Both of them remember the covenant, have life in proper focus, and anticipate God's future action, too.

 

A pastor got to thinking about two persons in his parish.

One was a wealthy businessman who gave a large contribution for the building fund.

Even so, it was only a fraction of one percent of his income.

The congregation appreciated the gift very much, and named the Fellowship Hall after him.

And then the pastor was thinking about one of the widows in the parish who had been giving 10% of her meager income for years.

No one particularly noticed her or her small gift; there was nothing named after her, no bronze plaques anywhere.

But the pastor got to wondering on which giver Jesus would focus.

It might well be on the person ignored by the folks who are impressed by dollar signs.

 

I need to tell you about a recent experience.

There are many who come asking for financial or other assistance.

I do what I can, and spread out what you entrust to me so that the fund lasts through the year.

I've heard every kind of story one can imagine, some of them are likely fabricated.

I have to make judgments as to whether I believe them or not; I'm sure that I'm sometimes fooled.

There are some who would ask why we should bother with this effort.

But then I remember how Jesus so often focused on the folks about whom no one else would care.

He saw how they were recipients of God's covenant too, and how God intended for their story to meld with his in God's future.

 

Keeping all this in mind,  here is what happened last week.

A woman came asking for assistance, but not just for herself.

She had come upon an old man with no one and nothing, who had been scammed by people pretending to be his friends.

He was ill, homeless, and penniless.

She had been able to get him connected with various social services, but with all of the bureaucratic red tape, those services would not be available to him until after the first of the month.

So she took him to her own home, and fed and sheltered him for a number of days.

She came to me and asked if I could help her with bath and laundry soaps.

“He has only the clothes on his back, and he smells very bad,” she said.

So I went with her to the Weis store and got what she needed, and some food to tide her over also.

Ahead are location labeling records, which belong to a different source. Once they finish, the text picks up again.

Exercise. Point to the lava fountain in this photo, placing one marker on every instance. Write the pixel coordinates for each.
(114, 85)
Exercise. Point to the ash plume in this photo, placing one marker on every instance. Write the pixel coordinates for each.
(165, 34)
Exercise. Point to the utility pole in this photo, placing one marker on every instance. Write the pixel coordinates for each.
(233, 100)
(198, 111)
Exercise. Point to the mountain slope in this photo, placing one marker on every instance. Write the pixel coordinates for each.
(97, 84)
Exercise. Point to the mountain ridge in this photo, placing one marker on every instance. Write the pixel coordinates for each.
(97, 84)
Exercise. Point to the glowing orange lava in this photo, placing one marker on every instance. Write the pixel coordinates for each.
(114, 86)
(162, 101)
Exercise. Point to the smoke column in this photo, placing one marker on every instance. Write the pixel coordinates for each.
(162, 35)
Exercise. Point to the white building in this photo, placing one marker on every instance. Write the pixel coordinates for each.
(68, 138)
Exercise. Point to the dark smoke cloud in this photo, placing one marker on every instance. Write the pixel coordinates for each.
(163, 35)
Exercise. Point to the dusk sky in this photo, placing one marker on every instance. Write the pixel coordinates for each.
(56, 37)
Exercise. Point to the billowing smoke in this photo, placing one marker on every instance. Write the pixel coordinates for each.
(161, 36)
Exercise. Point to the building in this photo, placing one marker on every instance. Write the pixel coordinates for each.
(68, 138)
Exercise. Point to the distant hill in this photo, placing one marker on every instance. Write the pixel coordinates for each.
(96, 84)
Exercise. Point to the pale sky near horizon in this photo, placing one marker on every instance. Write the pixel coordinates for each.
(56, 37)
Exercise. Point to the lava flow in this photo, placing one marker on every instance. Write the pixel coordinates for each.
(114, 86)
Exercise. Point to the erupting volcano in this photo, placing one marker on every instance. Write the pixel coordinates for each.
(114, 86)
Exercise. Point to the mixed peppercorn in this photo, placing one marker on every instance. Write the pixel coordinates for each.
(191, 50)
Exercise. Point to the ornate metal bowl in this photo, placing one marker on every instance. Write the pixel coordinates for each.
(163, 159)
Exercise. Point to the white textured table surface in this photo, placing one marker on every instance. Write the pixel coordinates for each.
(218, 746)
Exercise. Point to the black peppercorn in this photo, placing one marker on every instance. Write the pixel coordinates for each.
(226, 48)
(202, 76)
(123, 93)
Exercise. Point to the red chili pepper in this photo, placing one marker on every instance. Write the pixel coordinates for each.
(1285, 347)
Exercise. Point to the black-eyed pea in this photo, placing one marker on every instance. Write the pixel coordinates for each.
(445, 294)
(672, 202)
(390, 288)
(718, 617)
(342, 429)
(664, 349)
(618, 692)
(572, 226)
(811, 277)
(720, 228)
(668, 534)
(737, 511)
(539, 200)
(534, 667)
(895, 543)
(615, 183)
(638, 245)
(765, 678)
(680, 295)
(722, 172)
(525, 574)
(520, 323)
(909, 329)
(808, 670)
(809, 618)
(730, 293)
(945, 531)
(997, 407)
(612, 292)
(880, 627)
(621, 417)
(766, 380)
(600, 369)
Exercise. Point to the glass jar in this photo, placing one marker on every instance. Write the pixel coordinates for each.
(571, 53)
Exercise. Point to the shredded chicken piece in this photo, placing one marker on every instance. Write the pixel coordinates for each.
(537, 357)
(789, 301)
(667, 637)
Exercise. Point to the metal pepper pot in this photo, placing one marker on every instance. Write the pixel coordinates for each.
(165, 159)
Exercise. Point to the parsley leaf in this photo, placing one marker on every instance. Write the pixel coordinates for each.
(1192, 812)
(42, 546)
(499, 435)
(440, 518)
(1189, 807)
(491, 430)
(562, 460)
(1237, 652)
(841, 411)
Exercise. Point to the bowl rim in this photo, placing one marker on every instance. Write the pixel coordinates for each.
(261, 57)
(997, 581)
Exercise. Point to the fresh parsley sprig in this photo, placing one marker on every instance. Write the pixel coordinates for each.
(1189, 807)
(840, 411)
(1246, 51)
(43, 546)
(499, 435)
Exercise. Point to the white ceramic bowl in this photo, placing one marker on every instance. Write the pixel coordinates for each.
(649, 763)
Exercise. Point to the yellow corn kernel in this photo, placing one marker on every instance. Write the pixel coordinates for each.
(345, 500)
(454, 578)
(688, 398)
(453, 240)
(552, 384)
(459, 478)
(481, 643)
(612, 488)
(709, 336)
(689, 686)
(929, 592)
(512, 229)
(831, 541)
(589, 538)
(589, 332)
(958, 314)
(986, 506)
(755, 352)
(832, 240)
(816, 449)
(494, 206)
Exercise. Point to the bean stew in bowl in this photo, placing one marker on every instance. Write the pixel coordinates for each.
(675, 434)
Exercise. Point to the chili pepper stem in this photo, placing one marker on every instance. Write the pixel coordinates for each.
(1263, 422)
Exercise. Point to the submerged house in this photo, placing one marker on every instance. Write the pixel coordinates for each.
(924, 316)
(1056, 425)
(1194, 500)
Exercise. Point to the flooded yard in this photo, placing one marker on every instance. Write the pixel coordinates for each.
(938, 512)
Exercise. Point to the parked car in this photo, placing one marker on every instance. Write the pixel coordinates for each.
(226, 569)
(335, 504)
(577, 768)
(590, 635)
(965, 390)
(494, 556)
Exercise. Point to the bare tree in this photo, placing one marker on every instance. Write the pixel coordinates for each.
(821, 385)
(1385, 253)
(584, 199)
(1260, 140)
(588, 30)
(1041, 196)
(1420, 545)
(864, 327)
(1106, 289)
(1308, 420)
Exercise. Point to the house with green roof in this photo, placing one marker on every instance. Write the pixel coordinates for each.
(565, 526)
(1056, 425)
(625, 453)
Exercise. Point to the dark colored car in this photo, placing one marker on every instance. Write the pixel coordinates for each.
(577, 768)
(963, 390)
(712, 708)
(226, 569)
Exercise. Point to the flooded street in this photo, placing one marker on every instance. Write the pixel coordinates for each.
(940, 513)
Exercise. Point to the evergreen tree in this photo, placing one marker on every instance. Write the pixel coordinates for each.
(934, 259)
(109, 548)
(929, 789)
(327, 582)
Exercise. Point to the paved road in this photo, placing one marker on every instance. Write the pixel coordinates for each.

I asked her if she had a church home, and she said she was looking.

I invited her to stop in at St. Mark's sometime, because she is exactly the kind of person whom we need to remind us by words and actions about the proper focus of life.

 

To remember, to focus, to anticipate.

It is hard work, but good and important work, which is needed in every generation.

 

Here is how Gregory the Great phrased it some 1,400 years ago:

The proof of love is to do good.  The love of God is never idle; where you find it, it is doing great things. If it does nothing, love is not there.

 

Remember the Father's promises, focus on what Jesus would think is important, and anticipate that the Holy Spirit will lead us through all things needful.

There is a good life-plan.

In confidence, let all say, Amen.

 

Please note: The preceding sermon is provided as a resource for the thought, prayer, and meditation of the members and friends of St. Mark's. It is the residue of a verbal event, and thus it does not have academic footnotes and other details that would be expected in a written document. The writer gladly acknowledges the prior thought and work of many Christians before him.